The biggest threat to Internet security is the 125 million PCs that have been compromised and organised into botnets, according to Dave Rand, chief technologist, Internet content security at Trend Micro. Up to 17G per second of traffic can be brought to bear on a target by bot herders: enough to bring down practically any company, and more than the total bandwidth available to some nations.
The massive computational power provided by botnets might also be employed for other projects such as decrypting messages and documents thought to be secure.
Simple measures that could be taken by ISPs include improved customer education and blocking commonly misused ports, said Rand, adding that technically competent users should be able to unblock ports they need to use.

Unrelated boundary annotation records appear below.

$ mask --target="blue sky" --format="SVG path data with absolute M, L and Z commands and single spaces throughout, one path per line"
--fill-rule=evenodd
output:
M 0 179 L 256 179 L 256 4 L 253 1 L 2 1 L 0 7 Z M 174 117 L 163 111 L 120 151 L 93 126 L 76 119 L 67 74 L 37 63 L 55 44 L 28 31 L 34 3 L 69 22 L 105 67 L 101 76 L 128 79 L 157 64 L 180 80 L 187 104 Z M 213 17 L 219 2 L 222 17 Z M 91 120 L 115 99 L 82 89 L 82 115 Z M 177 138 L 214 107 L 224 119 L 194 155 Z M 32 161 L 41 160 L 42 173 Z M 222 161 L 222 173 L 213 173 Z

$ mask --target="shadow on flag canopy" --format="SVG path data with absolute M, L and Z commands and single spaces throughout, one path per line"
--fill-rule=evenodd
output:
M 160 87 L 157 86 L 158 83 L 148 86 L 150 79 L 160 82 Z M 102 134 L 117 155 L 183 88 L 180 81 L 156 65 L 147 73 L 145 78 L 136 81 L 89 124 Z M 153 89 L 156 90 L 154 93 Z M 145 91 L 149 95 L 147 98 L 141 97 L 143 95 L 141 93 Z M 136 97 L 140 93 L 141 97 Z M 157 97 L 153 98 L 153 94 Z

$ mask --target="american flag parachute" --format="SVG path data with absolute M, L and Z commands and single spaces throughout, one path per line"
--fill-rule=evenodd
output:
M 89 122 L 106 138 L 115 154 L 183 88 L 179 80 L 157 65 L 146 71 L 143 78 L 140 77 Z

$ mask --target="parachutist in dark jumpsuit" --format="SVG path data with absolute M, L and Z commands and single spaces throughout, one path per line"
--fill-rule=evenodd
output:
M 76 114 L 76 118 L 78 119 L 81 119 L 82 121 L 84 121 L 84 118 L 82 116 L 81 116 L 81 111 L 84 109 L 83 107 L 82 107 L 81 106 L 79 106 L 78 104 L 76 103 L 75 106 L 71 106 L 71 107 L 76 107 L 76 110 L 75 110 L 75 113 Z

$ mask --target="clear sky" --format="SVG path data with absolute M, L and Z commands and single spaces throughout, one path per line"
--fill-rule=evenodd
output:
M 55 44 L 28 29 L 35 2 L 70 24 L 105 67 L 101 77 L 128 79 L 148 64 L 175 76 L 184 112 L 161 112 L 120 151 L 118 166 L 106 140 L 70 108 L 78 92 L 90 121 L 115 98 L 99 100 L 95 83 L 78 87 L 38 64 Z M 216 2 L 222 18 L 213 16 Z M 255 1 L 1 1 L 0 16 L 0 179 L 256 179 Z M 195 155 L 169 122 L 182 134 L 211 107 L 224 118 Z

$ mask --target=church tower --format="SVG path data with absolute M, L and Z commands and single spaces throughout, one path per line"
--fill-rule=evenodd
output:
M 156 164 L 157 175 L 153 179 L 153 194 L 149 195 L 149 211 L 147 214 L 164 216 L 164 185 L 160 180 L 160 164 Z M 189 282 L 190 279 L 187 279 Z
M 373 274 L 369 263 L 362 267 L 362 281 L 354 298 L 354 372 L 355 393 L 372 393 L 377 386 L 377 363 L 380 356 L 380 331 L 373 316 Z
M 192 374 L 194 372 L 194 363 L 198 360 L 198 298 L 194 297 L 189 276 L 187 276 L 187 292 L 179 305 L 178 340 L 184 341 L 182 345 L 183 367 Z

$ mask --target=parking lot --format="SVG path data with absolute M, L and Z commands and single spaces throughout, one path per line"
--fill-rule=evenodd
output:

He also believes ISPs should take responsibility for the traffic that leaves their networks. In the 1990s, AOL was the largest source of spam on the Internet. Now, even though around half their customers are infected by malware, the company block malicious traffic as it attempts to leave the AOL network.
Even some fairly simple measures can help, he suggests. If an ISP sees 100 messages a minute coming from a PC, it is obviously not being generated by a human user.
"It is their [the ISP's] obligation to be aware of the traffic that's leaving their network," said Rand. Furthermore, ISPs are uniquely placed to relate an IP address to a specific accountholder, and this means they can alert customers whose PCs are generating malicious traffic.
"I'm not asking them to do this for free," he explained, but he is working with various bodies to convince ISPs - possibly through legislation - that they need to take on this role.